Border agents in contact before deadly shooting
PHOENIX (AP) — A new report into a shooting that left a U.S. Border Patrol agent dead says three agents responding to an alarm were apparently in radio contact as they approached from opposite directions before opening fire on each other in the Arizona desert.
A sheriff's report released Friday says it was a clear night and the agents were on patrol separately when the call came in at about 1:30 a.m. Oct. 2 that an underground sensor aimed at detecting smugglers and illegal immigrants had been tripped.
Agent Nicholas Ivie, 30, approached on foot from the north.
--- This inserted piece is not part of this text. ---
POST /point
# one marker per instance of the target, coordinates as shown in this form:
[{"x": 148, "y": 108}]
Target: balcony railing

The two other agents walked in from the south when Ivie apparently opened fire, eliciting a deadly barrage of return fire from his colleagues.
Ivie was killed. Another agent was wounded. The third wasn't injured.
Questions had swirled as to whether the agents were in radio contact with each other in the rugged, hilly terrain where signals can be spotty. A communication breakdown could have led to the confusion and ensuing shootout.
However, according to the preliminary report by the Cochise County sheriff's office, which is investigating the case along with the FBI, the uninjured agent later told authorities "they were in radio communication with Agent Ivie."
"At one point she observed (Ivie) signaling them with his flashlight," according to the report.
The agent, whose name hasn't been released, told investigators "as they were walking up the trail she heard yelling and then observed muzzle flashes in front of her and heard gunfire."
"She drew her weapon and took cover," the report states.
The agent also said she thought she saw several people moving through the darkness and whispering after the shooting.
The FBI declined to comment on the report, citing its own ongoing investigation.
Authorities have said the agents were about 20 yards from each other when the gunfire erupted. Acting Cochise County Sheriff Rod Rothrock has characterized the shooting as accidental, adding he didn't expect any criminal charges to be filed.
The FBI has called it a case of friendly fire but has declined to comment on any other aspects of the investigation.
One sheriff's deputy noted in the report that authorities initially believed it was a "possible ambush."